Lyrically, the song uses the metaphor of dancing as relationship and strikes sort of a bittersweet chord. Ann Godwin was the song’s writer but was contractually tied to another publisher, so she gave her brother, Ed Chisolm, writing credit. Vocally, it’s not just Shannon but also Jimi Tunnell, a man, who sings the eponymous “Let the Music Play,” for which Shannon completes the call-and-response. This sort of gender ambiguity was another way in which this sound veered closer to house and further from hip-hop as it developed.
A key distinction between freestyle and hip-hop that was becoming evident was that freestyle was catering more directly to women and queer audiences, versus hip-hop, which would begin and end the ‘80s in two very different places. Don’t get us wrong—B-boys could get down to tracks like “Let the Music Play”; its percussion was the perfect accompaniment to poppin’ and lockin’. Freestyle and hip-hop both were born from big-city communities of color, but freestyle in some ways cast a wider net and included even more women, Latinx, and queer people than hip-hop would by the end of the decade.
The song went gold and traveled well beyond the States. It was embraced widely across groups and was a smash, inspiring countless other songs in this format and a wave of freestyle running through large American cities like New York, Chicago, and Miami.
Freestyle bore hard through the ‘80s, finally winding down as new ‘90s styles emerged—like new jack swing and vocal house—which spoke to a similar-but-different set of aesthetics. The freestyle genre has often been re-animated by acts like Jessy Lanza, Corinne, and Morgan Geist, as well as pop stars like Jennifer Lopez. Madonna—who dated Jellybean Benitez and got her start at the Funhouse, along with Shannon—is arguably another product of the freestyle scene, and she seems to have done alright for herself.

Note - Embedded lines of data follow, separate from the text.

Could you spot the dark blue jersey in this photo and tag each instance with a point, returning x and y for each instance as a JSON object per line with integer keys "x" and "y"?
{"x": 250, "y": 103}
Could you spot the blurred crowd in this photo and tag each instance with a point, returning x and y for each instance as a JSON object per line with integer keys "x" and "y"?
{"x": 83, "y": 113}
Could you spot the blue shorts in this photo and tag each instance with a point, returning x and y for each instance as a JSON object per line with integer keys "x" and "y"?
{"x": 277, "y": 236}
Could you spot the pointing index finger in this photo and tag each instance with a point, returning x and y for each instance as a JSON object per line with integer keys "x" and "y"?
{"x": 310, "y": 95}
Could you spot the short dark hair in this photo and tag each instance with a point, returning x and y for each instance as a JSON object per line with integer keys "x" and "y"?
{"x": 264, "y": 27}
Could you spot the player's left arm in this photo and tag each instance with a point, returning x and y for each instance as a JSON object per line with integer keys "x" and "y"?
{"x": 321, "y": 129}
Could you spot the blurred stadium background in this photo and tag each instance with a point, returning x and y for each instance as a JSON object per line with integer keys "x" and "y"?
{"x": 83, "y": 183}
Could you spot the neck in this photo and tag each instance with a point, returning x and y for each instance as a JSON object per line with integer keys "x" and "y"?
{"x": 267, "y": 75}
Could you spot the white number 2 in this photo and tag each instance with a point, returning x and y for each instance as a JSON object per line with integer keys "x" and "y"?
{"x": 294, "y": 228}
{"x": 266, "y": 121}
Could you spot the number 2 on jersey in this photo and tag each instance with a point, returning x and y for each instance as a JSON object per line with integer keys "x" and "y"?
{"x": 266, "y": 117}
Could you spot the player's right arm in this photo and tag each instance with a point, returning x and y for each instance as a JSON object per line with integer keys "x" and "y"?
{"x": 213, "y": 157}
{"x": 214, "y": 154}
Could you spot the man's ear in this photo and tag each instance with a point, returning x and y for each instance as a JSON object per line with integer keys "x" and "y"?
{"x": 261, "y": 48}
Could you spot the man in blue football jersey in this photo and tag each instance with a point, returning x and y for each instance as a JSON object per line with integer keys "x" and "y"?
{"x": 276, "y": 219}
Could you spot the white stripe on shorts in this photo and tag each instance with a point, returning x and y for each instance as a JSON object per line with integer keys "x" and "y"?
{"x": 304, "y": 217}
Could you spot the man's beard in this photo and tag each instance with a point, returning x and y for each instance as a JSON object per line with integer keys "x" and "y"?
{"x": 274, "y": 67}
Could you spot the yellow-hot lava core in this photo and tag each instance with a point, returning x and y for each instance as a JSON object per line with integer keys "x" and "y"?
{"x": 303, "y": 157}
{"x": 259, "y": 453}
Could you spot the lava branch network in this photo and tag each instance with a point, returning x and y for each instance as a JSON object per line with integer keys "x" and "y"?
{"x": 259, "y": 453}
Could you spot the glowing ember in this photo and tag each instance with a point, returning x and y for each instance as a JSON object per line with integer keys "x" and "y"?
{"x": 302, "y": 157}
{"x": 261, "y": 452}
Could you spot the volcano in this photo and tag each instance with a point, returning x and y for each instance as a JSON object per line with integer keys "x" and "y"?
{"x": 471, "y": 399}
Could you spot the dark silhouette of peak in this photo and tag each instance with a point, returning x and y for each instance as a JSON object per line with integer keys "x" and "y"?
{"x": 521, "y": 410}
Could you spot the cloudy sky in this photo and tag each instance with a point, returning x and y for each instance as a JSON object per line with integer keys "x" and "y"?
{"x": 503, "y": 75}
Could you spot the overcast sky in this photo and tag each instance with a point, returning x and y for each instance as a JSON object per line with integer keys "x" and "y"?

Retroactively, Shannon has sometimes been lumped in with the ‘80s “one-hit wonder” set. She even appeared in one of those cheesy VH1 one-hit wonder programs in the late ‘90s. Yet she had many chart and club successes after “Let the Music Play.” Even if none of them captured that lightning in a bottle from the original, there was still some great music in her catalog—belters like “Give Me Tonight” (which also features Tunnell on vocals) and an unexpectedly great cover of Foreigner’s “Urgent.”
“Let the Music Play” has been covered, sampled, and interpolated ad nauseum, including the excellent and extra-‘90s downtempo piano house Pet Shop Boys–produced cover for The Crying Game OST.
It’s obvious that to write Shannon off as a lucky one-off is to insult her and the genre, neither of which is a mere novelty. There exists an active freestyle festival circuit, having sprouted in the early 2000s and continuing to this day, in which Shannon, Debbie Deb, and other stars from the era perform regularly. If electro can come back—a cousin of freestyle whose revival has certainly has been en vogue the past few years—then maybe freestyle can, too?